If 'artists' like Mr. Bailey really want to be provocative and create discussion around the subjects of European colonialism and genocidal white supremacy I can think of a million more interesting places they could choose to start. Perhaps the Barbican would consider an exhibition with live white people used as dummies to pose as the many thousands of slave masters and overseers our ancestors majestically hacked to death during the Haitian Revolution? Or perhaps they would consider revising the myth of Gandhi's uncontested pre-eminence in the Indian independence struggle and instead erect monuments to Bhagat Singh, Queen Rani and others who used the coloniser's favorite tool -violence of course - against him in their search for freedom? Or to bring the point back to Mr. Bailey - a white South African - directly, why not make art of the dead and mutilated white bodies that Africans killed in the anti-colonial struggles that gained the limited modicums of independence that former 'settler colonial' African states have today?

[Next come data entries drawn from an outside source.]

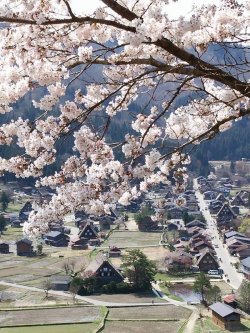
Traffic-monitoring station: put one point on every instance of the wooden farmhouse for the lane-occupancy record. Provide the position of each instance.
(88, 232)
(207, 262)
(4, 247)
(225, 316)
(102, 268)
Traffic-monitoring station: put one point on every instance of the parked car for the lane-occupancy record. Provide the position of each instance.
(213, 272)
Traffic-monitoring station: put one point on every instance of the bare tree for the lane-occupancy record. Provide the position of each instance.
(47, 285)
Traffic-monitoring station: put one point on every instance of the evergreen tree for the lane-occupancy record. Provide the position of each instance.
(139, 270)
(201, 285)
(2, 223)
(4, 200)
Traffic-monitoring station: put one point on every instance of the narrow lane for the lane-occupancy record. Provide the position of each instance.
(221, 252)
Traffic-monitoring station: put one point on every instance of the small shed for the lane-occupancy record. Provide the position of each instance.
(114, 252)
(230, 300)
(24, 247)
(225, 316)
(4, 247)
(60, 282)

How liberating would it be (especially for white people) to be forced to so viscerally engage with the reality that the freedoms black and brown people enjoy today did not come as a result of Abraham Lincoln, William Wilberforce, or World War 2 but rather from the blood that our own ancestors courageously shed, fighting Europeans with significantly greater military might, as well as their own domestic oppressors and collaborators. We did not, contrary to Hollywood, sit around waiting for white saviours.

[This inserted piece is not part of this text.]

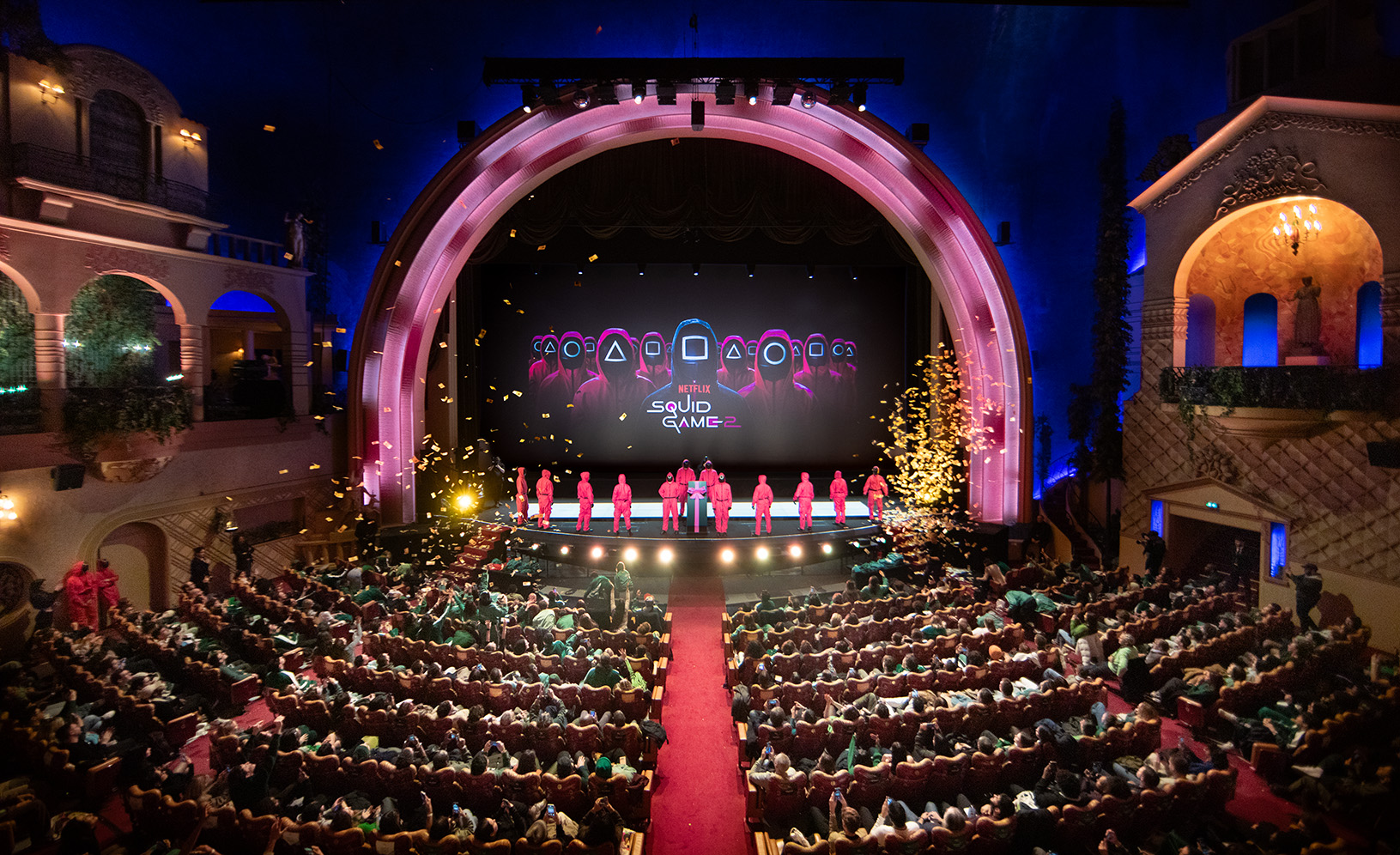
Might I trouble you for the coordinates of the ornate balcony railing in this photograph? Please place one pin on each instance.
(1284, 386)
(82, 173)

Or perhaps, images that do not re-enforce white power do not float the boat of the aforementioned 'liberal' types. Perhaps they are not content with the still dominant, international image of Africa; as a disease-ridden, war torn wasteland inhabited by lifeless black skins? Perhaps they are not content with the mass incarceration that serves to privilege them or the black bodies being gunned down by police on a weekly basis in the US and elsewhere? They just need to take it one step further and have niggers back where they really belong, in cages and chains?
The bottom line is this.
The Barbican like almost all other major arts institutions in this country receives public money and thus has a remit to serve the 'public good'. So if you agree that this proposed exhibition oversteps that remit of 'public good' and delves into the realm of orientalist white guilt/power masturbation that will have absolutely no useful outcomes and will certainly not empower the millions of descendants of victims of European colonization living here in London, then please sign this petition and let Mr. Bailey take his foolishness back to where he came from.